Codex
Özgür Şahin
Site Kurucusu
Son dönemlerde birçok kişi rutini dışında bir hayat yaşamaya çalışıyor. Peki, yaşanan bu süreç kitleleri nasıl etkiliyor? Bu durgunluk döneminin bir sonu olacak mı? Kısa, uzun ve orta vadede ne tür etkilerle karşılaşacağız? İşte yanıtı…
Krizde Ne Yapmalı?
Daralan ekonomide kitlelerin ruh hali nasıl olur, tüketiciler nasıl davranır, bu durumda şirketler ne yapmalı? Daha önce yaşadıklarımızdan bazı dersler çıkarmak mümkün.
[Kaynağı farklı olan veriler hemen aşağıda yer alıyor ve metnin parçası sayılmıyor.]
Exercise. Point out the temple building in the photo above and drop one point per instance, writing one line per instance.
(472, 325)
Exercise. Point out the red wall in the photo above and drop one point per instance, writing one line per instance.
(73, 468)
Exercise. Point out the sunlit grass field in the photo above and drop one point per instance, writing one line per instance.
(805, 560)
1.Tüketicinin ruh hali ülkedeki bütün makro değişkenlerin en önemli belirleyicisidir. Bu dönemde tüketiciler kötümser eğilim içine girer ve her aile, daha temkinli davranır. Bazı harcamalarını kısar, bazılarını ise tamamen keser. Tüketiciler çoğu harcamalarında hem daha az miktarda hem de daha düşük fiyatlı olanı tercih ederek yeni bir denge oluştururlar. Bu, talebin hem daralması hem de daha ucuz ürünlere (down trade) yönelmesi demektir. Önceleri daha pahalı markaları tüketenler, kendi bütçelerini gözden geçirerek daha ucuz markalara yönelirler. Bu dönemde her marka kendi müşterilerinden bir kısmını kaybeder ama buna karşılık kendilerine ilk kez yönelen yeni müşteriler bulurlar.
2. Ekonomik daralma dönemleri genel olarak tüketimin daraldığı ama bazı ürünlere de talebin arttığı dönemlerdir. Bu dönemlerde, tüketici genel olarak daha az harcama yaparken bazı ürünleri de kendine ödül olarak seçer, bunları daha çok tüketir. Mesela otomotiv sektörü daralmadan daha çok etkilenir ama evde eğlence imkânı veren ürünlere talep artar. Çünkü hemen bütün harcamalarını kontrol altına alan insanlar bir yerde kıstıklarını başka bir yerde telefi ederler. Her daralma döneminin “ödül ürünleri ve markaları” vardır.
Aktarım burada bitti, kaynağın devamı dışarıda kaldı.